Species of rock-dwelling gecko

Madurai rock gecko (Hemidactylus multisulcatus, மதுரைப் பாறைப்பல்லி) is a rock-dwelling gecko described in 2023 from Nagamalai near Madurai. It belongs to the same genus as house geckos and has distinct characteristics. Members of this genus are usually non-venomous and are harmless to humans. These geckos are nocturnal and prefer rocky areas.

== Appearance ==
The distinguishing characteristics of Madurai rock geckos are the number of dorsal tubercle rows at mid-body, the number of enlarged tubercles in paravertebral rows, the number of femoral pores and poreless scales separating the left and right series on the femoral-precloacal row in males, and the number of ventral scales across the belly at mid-body.
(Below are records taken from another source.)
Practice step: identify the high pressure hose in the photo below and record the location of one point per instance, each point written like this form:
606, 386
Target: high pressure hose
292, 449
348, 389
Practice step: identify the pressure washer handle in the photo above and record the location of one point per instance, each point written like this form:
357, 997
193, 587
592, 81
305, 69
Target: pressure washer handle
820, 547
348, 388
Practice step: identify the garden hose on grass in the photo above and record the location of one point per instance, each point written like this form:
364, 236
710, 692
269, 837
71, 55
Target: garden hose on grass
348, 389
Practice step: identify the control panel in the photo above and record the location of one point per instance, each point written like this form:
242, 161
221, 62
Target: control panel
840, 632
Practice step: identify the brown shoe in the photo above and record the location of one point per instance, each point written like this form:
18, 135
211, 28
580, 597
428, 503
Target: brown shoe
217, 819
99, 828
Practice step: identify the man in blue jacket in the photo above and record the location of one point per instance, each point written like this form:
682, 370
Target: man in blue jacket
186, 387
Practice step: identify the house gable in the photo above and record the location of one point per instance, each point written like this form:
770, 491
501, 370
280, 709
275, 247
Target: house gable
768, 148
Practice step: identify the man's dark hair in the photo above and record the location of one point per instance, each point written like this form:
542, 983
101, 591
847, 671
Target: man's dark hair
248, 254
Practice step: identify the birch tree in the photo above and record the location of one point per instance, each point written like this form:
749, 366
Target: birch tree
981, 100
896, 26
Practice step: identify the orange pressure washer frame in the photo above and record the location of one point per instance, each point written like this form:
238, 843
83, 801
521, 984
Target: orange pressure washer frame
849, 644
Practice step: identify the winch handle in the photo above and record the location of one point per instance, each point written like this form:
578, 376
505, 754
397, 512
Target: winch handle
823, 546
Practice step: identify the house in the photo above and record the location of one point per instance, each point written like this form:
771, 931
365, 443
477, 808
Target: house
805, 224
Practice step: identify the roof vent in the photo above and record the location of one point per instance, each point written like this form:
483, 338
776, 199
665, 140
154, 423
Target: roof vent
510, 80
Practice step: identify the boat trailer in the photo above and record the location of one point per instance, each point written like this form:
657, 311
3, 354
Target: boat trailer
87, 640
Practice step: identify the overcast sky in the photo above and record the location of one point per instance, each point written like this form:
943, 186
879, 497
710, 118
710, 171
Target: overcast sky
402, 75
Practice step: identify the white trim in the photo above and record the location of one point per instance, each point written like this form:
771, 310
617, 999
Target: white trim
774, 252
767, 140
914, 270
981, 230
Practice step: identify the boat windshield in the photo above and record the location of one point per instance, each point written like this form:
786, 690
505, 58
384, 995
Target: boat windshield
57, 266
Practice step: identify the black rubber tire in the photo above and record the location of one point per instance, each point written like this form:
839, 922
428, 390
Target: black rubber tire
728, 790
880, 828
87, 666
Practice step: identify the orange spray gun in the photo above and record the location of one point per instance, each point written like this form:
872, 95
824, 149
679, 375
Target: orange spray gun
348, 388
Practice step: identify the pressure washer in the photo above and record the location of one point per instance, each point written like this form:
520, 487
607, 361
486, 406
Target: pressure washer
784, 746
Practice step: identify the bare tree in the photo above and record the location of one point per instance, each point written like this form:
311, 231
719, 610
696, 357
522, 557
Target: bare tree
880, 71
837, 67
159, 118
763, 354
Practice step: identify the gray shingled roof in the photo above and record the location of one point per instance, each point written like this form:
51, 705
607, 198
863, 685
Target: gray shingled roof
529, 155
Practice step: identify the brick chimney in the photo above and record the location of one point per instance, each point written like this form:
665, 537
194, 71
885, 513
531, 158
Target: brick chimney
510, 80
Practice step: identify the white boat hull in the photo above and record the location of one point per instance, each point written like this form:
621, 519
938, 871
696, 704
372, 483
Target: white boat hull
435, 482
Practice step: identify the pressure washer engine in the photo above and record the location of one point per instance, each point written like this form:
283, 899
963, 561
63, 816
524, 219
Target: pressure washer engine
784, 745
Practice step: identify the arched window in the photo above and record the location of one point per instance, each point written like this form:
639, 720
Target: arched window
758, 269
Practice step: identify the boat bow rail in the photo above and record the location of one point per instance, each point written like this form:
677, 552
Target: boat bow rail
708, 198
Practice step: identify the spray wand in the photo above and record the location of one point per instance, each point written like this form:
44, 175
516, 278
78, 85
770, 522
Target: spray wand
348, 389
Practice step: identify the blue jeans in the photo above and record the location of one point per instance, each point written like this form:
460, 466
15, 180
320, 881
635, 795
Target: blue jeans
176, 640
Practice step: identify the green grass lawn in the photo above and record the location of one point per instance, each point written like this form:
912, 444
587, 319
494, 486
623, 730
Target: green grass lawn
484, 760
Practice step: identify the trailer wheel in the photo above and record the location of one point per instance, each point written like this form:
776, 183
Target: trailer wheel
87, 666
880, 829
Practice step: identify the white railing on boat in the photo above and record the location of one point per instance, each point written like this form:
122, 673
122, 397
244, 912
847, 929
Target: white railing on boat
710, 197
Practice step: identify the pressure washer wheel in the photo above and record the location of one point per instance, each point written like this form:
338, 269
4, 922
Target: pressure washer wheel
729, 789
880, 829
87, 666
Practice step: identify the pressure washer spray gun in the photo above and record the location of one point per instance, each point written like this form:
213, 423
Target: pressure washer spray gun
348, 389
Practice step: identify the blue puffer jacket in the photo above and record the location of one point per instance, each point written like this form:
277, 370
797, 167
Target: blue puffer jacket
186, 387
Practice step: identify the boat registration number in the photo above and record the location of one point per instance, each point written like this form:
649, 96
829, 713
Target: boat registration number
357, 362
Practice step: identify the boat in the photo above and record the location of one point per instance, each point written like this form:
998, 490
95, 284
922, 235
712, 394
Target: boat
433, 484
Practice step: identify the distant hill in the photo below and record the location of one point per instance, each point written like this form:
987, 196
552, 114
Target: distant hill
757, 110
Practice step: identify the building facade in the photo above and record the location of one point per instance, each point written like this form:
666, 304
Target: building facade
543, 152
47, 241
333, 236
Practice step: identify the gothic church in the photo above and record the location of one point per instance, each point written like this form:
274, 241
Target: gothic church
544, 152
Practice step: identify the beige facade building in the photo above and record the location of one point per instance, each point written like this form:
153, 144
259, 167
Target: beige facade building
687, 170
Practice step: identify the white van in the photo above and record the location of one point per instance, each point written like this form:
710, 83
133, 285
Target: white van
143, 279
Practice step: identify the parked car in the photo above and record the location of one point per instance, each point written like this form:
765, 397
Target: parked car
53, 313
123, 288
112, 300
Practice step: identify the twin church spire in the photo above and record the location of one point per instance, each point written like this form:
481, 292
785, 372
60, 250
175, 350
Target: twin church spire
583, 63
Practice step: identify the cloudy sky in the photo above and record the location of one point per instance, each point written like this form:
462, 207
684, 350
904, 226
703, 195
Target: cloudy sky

These are medium-sized geckos with a recorded length of 84 mm. The dorsal side is grey in colour. There are four yellowish-brown circular blotches between the neck and the hind limbs. The head is dark brown. Tail has nine or 10 grey bands. The ventral side is whitish from head to hindlegs. The tail has yellowish bands on a grey background.

== Range ==
Madurai rock geckos have been recorded from only its type location in Nagamalai near Madurai. The species has been distinguished from Sirumalai rock gecko on the northern side, Meghamalai rock gecko on the west, Travancore rock gecko and Tirunelveli rock gecko on the south.